# lenovo motherboard L-S672G drivers needed...



## khmadhu (Dec 6, 2011)

Hi.

my friend system has lenovo L-S672G motherboard. and unfortunately there is no driver CD 
available now.
i searched for drivers in net,  couldn't find official drivers. but somehow installed all the drivers except audio!. 

some driver softwares  show that the audio chipset is sis671  and some shows 
realtek high definition audio.  tried to install both but didn't work.

its a p4 machine with 2 GB DDR2 RAM , and hence  win 7 will be difficult.

so if anyone can provide drivers  it will be very  much helpful. i have taken a  photo of that motherboard.
*tinypic.com/r/5aez2t/5

trying from past 1 week, lets see if my friend has any luck!


----------



## d6bmg (Dec 6, 2011)

Posting this picture won't help your cause.. Run spaccy & post the screenshot.


----------



## khmadhu (Dec 6, 2011)

speccy snapshot added...

the audio is working in ubuntu!. but not in windows


----------



## d6bmg (Dec 6, 2011)

'No audio card detected' means integrated audio of that motherboard isn't working. 
P.S. did you see any unknown device in the device manager?


----------



## OSxSnowLeopard (Dec 6, 2011)

There won't be any problem installing windows 7 with this board. Windows will self install compatible driver, if user cant provide one himself or if you connect windows to internet it will check and include(if available) under win updates. But stick with win7x86 starter or basic edition with these spes.-)
For audio look for codec your board is using. Then scearch for it. E.g : Like Realtek ALC 888,889 ect or intel's hd or ac97 based or any other.
P.S: Give your desktops exact model name/number(purchased from india or abroad).


----------



## khmadhu (Dec 7, 2011)

@d6bmg   the audio card is working, i tested in ubuntu. there it shows some "Analog digital 1989 " card, i tried this windows version driver, but no luck.
yes in device manager it shows as unknown device.

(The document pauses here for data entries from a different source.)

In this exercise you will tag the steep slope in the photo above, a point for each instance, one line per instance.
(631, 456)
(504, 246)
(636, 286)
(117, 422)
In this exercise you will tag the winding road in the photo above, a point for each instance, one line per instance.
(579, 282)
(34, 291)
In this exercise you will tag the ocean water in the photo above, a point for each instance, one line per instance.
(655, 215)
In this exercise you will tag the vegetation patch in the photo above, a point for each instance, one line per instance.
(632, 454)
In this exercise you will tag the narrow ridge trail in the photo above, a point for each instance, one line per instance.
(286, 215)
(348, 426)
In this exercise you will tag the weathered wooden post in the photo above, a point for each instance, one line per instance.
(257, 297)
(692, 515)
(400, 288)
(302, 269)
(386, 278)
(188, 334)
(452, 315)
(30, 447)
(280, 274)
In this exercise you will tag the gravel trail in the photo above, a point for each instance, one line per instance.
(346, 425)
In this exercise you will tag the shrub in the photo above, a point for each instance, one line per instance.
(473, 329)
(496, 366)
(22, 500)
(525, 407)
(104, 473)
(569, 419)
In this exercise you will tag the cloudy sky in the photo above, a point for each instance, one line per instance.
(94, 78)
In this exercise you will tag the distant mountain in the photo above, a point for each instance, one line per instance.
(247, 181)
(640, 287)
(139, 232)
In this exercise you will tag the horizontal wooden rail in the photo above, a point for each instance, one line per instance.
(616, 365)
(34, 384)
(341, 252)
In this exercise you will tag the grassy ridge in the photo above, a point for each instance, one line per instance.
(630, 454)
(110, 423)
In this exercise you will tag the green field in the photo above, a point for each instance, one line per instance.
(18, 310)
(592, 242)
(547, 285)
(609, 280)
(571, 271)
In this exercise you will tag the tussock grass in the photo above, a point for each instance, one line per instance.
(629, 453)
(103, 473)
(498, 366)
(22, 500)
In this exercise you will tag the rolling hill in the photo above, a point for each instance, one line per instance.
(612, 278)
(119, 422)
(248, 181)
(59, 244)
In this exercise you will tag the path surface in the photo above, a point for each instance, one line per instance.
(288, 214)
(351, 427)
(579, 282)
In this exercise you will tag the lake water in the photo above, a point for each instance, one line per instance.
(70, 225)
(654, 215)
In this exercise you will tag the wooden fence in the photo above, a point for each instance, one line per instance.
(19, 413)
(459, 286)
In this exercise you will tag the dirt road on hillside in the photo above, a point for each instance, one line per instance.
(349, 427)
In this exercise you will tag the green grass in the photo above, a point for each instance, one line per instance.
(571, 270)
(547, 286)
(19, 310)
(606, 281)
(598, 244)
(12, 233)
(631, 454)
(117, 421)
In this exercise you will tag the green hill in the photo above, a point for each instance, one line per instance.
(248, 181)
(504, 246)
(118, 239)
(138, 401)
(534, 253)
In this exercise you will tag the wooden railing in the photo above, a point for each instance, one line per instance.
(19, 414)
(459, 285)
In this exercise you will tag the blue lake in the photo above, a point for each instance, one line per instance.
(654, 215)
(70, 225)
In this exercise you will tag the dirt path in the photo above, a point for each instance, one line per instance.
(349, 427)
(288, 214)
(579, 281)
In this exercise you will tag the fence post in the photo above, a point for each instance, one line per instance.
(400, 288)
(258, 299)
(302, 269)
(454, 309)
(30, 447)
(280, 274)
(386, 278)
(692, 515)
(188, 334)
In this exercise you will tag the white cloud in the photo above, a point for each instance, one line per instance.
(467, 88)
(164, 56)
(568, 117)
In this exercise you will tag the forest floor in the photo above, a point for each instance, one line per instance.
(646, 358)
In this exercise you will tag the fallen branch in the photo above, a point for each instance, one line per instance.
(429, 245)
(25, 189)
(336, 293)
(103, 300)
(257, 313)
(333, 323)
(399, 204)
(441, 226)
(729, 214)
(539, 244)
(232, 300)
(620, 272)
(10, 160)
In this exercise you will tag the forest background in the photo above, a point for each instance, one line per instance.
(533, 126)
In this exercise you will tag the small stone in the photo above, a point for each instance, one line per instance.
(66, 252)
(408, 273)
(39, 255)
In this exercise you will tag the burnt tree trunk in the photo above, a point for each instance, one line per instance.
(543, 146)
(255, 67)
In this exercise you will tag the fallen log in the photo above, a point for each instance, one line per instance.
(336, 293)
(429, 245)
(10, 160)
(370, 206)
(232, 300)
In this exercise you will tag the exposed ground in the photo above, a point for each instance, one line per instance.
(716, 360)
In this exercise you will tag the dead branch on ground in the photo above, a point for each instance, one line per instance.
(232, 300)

@OSxSnowLeopard, i know windows 7 can be installed, i doubt about the processor becoz its p4!. cant take much load.

the model is lenovo L-S672G/T672FXME   u can see in the photo of mobo (first post)


----------



## OSxSnowLeopard (Dec 7, 2011)

P4 can handle win7 with no prob. i have seen and i personally use win7 on even lower celeron cpu runs @ around 1.7Ghz and ddr2 667(333x2?) are good to go. Actually i was asking for name/model of your friends desktop like "lenovo thinkcenter xyz(model)" to cross-check specs online.

You can get official sis igp drivers from here:
*w3.sis.com/download/

I will look for audio driver if can, once able to figure out boards exact audio codic.


----------



## khmadhu (Dec 7, 2011)

@OSxSnowLeopard thanks for your concern...


----------